GSoC 2018 Proposal: Crypto Parser (uzzzval)

Ujjawal Sharma edited this page Mar 27, 2018 · 3 revisions

About Me

I am Ujjawal Sharma, currently a student at the Johns Hopkins University, Baltimore, MD, USA. I am pursuing my masters in Information Security and would be completing my education in December 2018. Before beginning my education at JHU, I had worked for 3 years as a Security Consultant with Deloitte. Apart from this, I also have an experience of close to 1.5 years working as an e-Commerce developer with Sapient Corporation.
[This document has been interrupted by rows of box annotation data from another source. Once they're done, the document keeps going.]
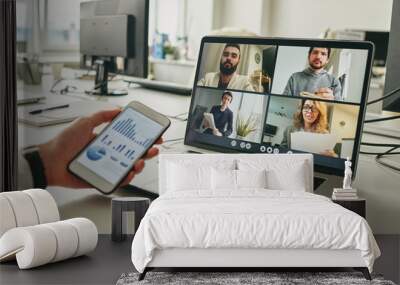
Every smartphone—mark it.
[68,101,171,194]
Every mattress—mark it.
[132,189,380,272]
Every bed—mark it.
[132,154,380,279]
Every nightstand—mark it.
[332,198,366,219]
[111,197,150,241]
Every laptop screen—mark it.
[185,37,373,175]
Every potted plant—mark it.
[236,114,257,139]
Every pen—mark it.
[29,104,69,115]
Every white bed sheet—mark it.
[132,189,380,272]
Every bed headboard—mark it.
[158,153,314,195]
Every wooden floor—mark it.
[0,235,400,285]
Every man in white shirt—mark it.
[18,109,162,190]
[197,44,255,91]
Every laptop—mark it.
[182,36,374,176]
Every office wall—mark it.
[214,0,392,37]
[264,0,392,37]
[213,0,268,34]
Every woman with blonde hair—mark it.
[281,99,337,156]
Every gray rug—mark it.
[117,272,395,285]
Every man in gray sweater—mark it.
[283,47,343,101]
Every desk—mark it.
[18,70,190,234]
[19,71,400,234]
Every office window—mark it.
[41,0,87,51]
[149,0,214,59]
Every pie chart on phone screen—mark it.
[86,146,106,161]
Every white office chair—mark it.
[0,189,98,269]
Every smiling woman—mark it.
[0,0,17,192]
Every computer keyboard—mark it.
[124,78,192,96]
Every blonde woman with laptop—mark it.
[281,99,337,157]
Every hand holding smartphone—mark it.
[68,101,170,194]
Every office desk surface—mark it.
[19,74,400,234]
[0,235,135,285]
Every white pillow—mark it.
[237,158,311,191]
[166,163,212,191]
[236,169,267,189]
[211,167,237,190]
[266,162,309,192]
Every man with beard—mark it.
[204,91,233,137]
[283,47,343,101]
[197,44,254,91]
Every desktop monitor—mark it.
[185,37,374,176]
[80,0,149,95]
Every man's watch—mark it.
[24,147,47,188]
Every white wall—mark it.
[264,0,392,37]
[214,0,264,34]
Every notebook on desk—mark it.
[18,101,117,127]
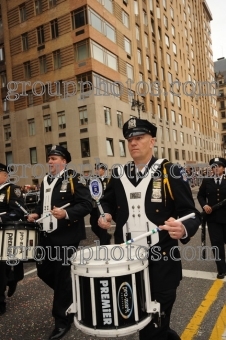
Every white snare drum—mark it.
[0,221,40,261]
[68,245,160,337]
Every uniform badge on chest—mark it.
[151,178,162,202]
[0,194,5,202]
[60,180,69,192]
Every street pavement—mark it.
[0,187,226,340]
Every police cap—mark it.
[0,163,9,172]
[123,117,157,139]
[48,145,71,163]
[209,157,226,168]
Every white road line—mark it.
[24,268,37,276]
[183,269,226,282]
[24,268,226,282]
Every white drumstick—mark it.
[35,203,71,223]
[121,213,195,246]
[15,201,29,215]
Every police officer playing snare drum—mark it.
[99,118,201,340]
[0,163,24,315]
[197,158,226,279]
[28,145,92,340]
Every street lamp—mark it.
[131,98,145,119]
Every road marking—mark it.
[24,268,37,276]
[210,305,226,340]
[183,269,226,282]
[181,280,224,340]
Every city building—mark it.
[0,0,221,184]
[214,57,226,158]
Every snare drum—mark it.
[0,221,40,261]
[68,245,160,337]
Mostly, my Development experience of 4 years have been in Java and Python, but I have a good knowledge and understanding of C as well. (I have a professional training of C and Data Structures from Hewlett Packard).

LinkedIn
GitHub
Facebook

syslog-ng

As per the documentation of syslog-ng and the problem statement for this project, I have understood that the requirement is to implement an encryption scheme inside the already existing framework of syslog-ng, which can accommodate the encryption and decryption of whole/part of the log message. Currently, only hashing has been implemented, and as hashing is irreversible (as we mostly compress the data to fit into the certain fixed size of hash), it is impossible to figure out the actual content behind the hash, once hashing is performed on the data.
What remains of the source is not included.